As others have pointed out, Mandela's death wasn't actually really "news", despite the big media houses' all-hands-on-deck contingency plans that engaged as many reporters as you would need to cover an Islamist coup overthrowing the United States government.

Mandela had been grievously ill for a long time. His life span, as Pallo Jordan put it, was already "much longer than normal".

His death was a date that was completely expected and thus an occasion more like, say, an anniversary of a great event, calling for deep and quiet reflection.

But Twitter's insatiable appetite for breaking news and, more broadly, a web news cycle that turns over incredibly rapidly and keeps editors desperately on the lookout for a juicy, click-worthy new headline didn't allow for this.

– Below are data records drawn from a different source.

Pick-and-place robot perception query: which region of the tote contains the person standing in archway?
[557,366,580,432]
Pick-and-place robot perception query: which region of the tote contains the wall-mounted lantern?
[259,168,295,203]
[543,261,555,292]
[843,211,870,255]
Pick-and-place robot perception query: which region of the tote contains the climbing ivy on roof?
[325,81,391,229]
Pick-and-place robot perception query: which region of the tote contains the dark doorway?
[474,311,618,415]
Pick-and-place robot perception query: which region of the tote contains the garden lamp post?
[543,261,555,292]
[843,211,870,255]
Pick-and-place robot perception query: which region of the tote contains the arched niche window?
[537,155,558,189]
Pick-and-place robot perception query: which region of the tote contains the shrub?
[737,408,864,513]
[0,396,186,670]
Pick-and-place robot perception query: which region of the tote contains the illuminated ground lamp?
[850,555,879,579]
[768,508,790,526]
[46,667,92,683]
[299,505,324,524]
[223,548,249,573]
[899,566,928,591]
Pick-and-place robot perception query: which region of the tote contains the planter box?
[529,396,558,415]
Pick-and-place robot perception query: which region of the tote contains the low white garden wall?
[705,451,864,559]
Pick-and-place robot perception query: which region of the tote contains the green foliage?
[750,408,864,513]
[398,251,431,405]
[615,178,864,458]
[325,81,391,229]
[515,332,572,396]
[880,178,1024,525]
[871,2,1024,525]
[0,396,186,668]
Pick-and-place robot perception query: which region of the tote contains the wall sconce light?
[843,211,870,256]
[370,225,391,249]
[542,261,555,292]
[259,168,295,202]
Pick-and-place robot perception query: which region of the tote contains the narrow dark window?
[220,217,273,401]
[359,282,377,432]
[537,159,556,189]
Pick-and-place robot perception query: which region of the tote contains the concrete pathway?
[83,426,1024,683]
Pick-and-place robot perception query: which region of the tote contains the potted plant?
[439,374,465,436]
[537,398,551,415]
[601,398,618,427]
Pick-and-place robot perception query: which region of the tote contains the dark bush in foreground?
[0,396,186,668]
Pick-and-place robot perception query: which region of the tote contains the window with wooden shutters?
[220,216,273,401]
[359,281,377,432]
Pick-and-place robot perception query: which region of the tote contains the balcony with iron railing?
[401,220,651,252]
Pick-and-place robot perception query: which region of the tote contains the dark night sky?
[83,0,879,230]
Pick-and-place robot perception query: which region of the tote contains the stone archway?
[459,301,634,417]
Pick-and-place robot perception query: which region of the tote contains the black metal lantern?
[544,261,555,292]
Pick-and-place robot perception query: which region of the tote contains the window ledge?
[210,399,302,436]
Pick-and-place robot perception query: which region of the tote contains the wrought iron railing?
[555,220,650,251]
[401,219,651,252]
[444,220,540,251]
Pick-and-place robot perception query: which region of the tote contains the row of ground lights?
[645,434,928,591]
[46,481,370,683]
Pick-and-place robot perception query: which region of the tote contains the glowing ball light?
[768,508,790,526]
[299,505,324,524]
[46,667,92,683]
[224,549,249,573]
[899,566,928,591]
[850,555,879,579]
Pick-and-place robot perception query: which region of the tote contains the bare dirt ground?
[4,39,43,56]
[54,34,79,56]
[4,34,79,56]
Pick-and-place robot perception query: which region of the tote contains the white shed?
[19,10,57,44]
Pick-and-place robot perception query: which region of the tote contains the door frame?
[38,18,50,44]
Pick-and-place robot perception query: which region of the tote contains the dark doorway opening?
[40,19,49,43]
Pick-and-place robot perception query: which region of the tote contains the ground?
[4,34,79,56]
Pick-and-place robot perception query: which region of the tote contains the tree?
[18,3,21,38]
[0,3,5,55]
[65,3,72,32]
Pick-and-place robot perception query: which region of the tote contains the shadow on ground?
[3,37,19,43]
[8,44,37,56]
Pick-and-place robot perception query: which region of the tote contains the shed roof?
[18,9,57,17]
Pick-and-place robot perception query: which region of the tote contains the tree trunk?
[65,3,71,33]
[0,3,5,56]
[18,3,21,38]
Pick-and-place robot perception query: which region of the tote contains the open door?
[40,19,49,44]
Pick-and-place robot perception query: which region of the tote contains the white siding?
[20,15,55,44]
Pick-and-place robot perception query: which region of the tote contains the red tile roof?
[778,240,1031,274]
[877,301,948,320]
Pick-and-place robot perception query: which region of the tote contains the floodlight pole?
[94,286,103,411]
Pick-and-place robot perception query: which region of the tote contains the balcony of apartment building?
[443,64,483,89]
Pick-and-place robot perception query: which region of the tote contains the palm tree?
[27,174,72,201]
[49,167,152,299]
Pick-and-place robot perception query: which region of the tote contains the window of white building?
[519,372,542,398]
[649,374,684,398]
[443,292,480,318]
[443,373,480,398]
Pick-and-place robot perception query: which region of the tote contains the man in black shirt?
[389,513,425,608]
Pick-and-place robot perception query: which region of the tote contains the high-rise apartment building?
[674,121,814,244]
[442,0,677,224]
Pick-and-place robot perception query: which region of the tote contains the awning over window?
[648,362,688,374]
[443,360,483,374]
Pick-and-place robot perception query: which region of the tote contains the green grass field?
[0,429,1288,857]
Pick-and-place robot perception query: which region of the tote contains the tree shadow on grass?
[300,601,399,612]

It forced us to treat Mandela's death like a breaking news event, like a coup.

All the little mini events that unfolded around it assumed an outsized importance: the booing of Jacob Zuma, the long lines to exit FNB Stadium after the memorial ("This is going to be a huge story for us this afternoon," I heard an anchor breathlessly announce on the radio), the repeated snubbing of Desmond Tutu and, of course, the many revelations about the "fake" interpreter.

He so captured our attention in part because he, much more than Mandela, about whom so much is already known, finally partially satisfied our hunger for OMG-worthy announcements.

I experienced this hunger on my Twitter feed.

Retweets
Over the course of the 10 days of mourning for Mandela, I tweeted various thoughts and links, but nothing got more retweets than "Mandela sign-language interpreter accused of murder".

The renowned psychologist of technology, Sherry Turkle, has written evocatively about the paradoxical way social media can actually bring about a sense of disengagement, enmeshed as we supposedly are in so many "networks".

The phone is a constant source of and, perhaps more damagingly, demander of new revelations – Instagram wants a photo, Twitter wants a tweet – and it constantly disrupts sustained experience.

Social media can "make it hard to settle into serious conversations with ourselves and with other people because, emotionally, we keep ourselves available to be taken away from everything", Turkle wrote recently in the New York Times.

"I talk to young people about etiquette when they go out to dinner, and they explain to me that when in a group of, say, seven, they make sure that at least three people are 'heads up' in the 'talking' conversation at any one time … In these settings, the most commonly heard phrase is 'Wait, what?' as one person and then another drops back into the conversation and tries to catch up. All of this has become the new normal."

Interestingly, one of another new normal is selfies at funerals, which became the subject of one of 2013’s most viral Tumblrs, selfiesatfunerals.tumblr.com.

Positive contributions
Of course, social media made some positive contributions to the journalism around Mandela's death.

In the Twitter conversations that unfolded during the funeral, all kinds of people were able to join the fray with reporters, widening the discussion.

But I heard again and again from an equally wide range of people that they felt strangely empty during the mourning period – flat, uninspired, unable to connect with what they had hoped would be deeper, more sustained emotions.

Some connected this with the heavily reported snafus such as the boring memorial speeches or the screw-up with the interpreter. But what if the core problem wasn’t the snafus but how ceaselessly we engaged with them?